CD8+ T cells are critical to protect us from pathogenic microbes and to keep malignantly transformed cells in check. To do so, they produce various effector molecules, including the prototypical T cell cytokine interferon (IFN)-g. Cytokine production is (partially) regulated through post-transcriptional events, where regulatory elements in mRNA molecules determine mRNA half-life, location and translational rate. Together, these events influence the protein production by T cells. Here, we show that one class of post-transcriptional regulatory elements, AU-rich elements (AREs), regulate IFN-g protein production in human and murine T cells. Deleting the AREs in the IFNG gene resulted in increased IFN-g production by human T cells, and rendered murine T cells refractory to inhibitory signals in a tumor model, which significantly improved anti-tumor responses.
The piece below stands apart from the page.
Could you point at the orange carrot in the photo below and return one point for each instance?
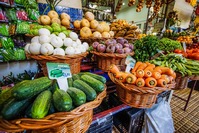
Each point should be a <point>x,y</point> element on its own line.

Furthermore, we investigated the pathways engaged upon Toll-like receptor (TLR) costimulation. TLR ligands engage different (post)-transcriptional mechanisms to enhance the cytokine production of both human and murine T cells. To investigate the relation between cytokine mRNA and protein, we here described a novel method for the simultaneous measurement thereof.

Lastly, we generated a novel CRISPR/Cas9-tool to genetically modify human T cells. This method does not make use of viral vectors and is electroporation-free. Therefore, it is potentially suitable for augmenting the effector function of T cells used in cellular therapies.

Together, the work in this thesis provides new tools to study and genetically manipulate T cells, and potentially provides novel angles to enhance T cell effector function for therapeutic applications.